Tante altre storie scandalose (avvenute con il plauso di un’opinione pubblica sobillata) sono narrate nel libro: dall’insurrezione eversiva del pool contro il decreto Conso, ai suicidi di Raul Gardini e Sergio Moroni; dalla persecuzione di Francesco De Lorenzo (che, alla fine, fu condannato solo per finanziamento illecito dopo essere stato dipinto come il vampiro della sanità), alla sollevazione popolare contro il voto della Camera che negava l’autorizzazione a procedere per Bettino Craxi dopo che il leader socialista aveva svolto un memorabile discorso che oggi è ritenuto un gesto di coraggio e dignità, mentre, allora, venne giudicato un atto arrogante anche da molti socialisti in cerca di espiazione.
Poi vengono ricordati, nel saggio, i trattamenti di riguardo verso taluni politici (ben protetti) ed imprenditori d’antan, e il ‘’non ci sto’’ auto-assolutorio, a reti televisive unificate, di un capo dello Stato.
Il giochino del finanziamento illecito/concussione/corruzione non riuscì con Giulio Andreotti. Fu necessario scomodare la collusione con la Mafia, in quanto capo della sua corrente in Sicilia. In proposito è interessante raccontare un episodio accadduto a Roma proprio nei giorni in cui il Divo Giulio era stato ‘’avvisato’’. In uno dei palazzi vicini al Parlamento venne svolto un convegno sull’Europa (c’era stato il Trattato di Maastricht) con ospiti autorevoli della burocrazia di Bruxelles. Io arrivai in anticipo e notai che il sen. Andreotti stava seduto in prima fila, impassibile e solo. Quando le personalità cominciarono ad arrivare ci fu una gara per sedersi vicino a lui. Venne anche l’allora presidente incaricato Antonio Maccanico che volle accomodarsi a fianco del senatore a vita. Quando il dibattito iniziò, tutti i conferenzieri rivolsero indirizzi di omaggio deferente al ‘’presidente Andreotti’’. Non potei fare a meno di chiedermi se Craxi avrebbe ricevuto la medesima deferente accoglienza.
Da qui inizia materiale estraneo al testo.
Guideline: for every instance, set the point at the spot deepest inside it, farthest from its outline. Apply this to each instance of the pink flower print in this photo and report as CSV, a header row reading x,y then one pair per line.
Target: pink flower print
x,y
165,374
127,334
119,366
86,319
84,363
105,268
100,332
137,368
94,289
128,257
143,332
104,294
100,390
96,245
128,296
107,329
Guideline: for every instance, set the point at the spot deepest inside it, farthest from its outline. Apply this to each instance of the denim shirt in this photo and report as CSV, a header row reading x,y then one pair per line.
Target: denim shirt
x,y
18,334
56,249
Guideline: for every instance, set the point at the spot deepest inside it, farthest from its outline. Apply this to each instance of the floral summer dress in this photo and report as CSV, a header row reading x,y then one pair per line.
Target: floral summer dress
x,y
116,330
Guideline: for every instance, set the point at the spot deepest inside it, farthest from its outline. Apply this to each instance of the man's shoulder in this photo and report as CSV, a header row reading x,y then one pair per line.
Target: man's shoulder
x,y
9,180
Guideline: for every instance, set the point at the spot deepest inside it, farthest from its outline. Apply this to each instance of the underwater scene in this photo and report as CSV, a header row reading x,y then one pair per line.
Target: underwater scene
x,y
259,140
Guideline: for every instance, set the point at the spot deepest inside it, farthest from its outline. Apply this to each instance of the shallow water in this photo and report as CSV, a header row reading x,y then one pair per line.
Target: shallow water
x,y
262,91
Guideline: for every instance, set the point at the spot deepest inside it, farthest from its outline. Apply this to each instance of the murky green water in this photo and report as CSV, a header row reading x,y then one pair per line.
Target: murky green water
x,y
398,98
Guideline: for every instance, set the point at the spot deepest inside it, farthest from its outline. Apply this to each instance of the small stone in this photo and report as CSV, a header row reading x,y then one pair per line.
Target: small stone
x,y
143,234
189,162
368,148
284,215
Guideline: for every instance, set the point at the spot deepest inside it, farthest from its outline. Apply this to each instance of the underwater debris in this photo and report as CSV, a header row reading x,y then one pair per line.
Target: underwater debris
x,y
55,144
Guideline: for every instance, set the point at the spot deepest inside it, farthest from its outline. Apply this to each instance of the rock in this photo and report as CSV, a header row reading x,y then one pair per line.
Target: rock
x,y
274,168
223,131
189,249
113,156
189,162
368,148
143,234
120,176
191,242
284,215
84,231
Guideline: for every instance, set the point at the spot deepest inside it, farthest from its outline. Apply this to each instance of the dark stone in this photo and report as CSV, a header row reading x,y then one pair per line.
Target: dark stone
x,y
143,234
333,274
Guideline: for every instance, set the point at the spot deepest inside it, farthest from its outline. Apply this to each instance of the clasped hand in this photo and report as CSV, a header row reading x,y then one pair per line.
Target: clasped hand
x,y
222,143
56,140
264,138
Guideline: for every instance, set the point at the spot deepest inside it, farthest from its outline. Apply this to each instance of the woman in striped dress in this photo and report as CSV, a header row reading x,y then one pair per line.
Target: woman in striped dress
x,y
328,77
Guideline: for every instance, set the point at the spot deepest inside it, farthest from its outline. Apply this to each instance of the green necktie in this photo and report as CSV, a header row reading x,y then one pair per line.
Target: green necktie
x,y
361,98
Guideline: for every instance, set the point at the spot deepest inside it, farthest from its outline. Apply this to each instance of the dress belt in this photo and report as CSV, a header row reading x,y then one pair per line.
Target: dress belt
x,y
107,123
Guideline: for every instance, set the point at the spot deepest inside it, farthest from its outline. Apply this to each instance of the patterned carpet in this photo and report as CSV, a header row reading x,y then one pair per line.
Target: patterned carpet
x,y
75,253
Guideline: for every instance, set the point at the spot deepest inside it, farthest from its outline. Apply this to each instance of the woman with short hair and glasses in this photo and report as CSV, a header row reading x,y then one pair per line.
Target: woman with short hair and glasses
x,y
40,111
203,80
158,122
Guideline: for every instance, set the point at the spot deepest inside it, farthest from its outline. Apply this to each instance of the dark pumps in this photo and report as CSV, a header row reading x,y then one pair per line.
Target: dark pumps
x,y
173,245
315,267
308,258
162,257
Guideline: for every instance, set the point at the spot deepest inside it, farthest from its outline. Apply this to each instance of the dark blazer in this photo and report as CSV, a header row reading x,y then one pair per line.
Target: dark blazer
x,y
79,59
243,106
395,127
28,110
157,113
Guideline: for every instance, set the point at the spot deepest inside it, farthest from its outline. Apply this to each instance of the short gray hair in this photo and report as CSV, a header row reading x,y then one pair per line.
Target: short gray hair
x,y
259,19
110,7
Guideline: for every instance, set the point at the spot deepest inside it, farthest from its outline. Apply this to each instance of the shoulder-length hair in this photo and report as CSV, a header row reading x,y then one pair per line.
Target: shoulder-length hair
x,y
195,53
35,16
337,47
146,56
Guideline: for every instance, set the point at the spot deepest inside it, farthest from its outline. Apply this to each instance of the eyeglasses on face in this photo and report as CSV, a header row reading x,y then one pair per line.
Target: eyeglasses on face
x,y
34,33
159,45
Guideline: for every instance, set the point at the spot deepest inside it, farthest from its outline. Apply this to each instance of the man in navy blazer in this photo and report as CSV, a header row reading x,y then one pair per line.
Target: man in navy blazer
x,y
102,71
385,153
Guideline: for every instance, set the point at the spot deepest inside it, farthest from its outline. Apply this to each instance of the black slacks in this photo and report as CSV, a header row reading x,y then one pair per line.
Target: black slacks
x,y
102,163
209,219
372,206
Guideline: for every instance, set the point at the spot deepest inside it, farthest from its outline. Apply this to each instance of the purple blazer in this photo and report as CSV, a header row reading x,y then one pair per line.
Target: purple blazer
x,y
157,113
Concludo citando una brano scritto su Libération del 24 luglio dell’anno del Terrore, riportato da Feltri: ‘’Abbiamo un barometro per misurare la sincerità dei magistrati italiani: dopo aver chiamato in causa politici e uomini d’affari, vedremo se chiameranno in causa, nella società delle pastette organizzate qual è diventata l’Italia, il ruolo svolto dalla magistratura stessa, senza la cui complicità nulla di tutto ciò sarebbe avvenuto’’. Di quel barometro si è persa ogni traccia.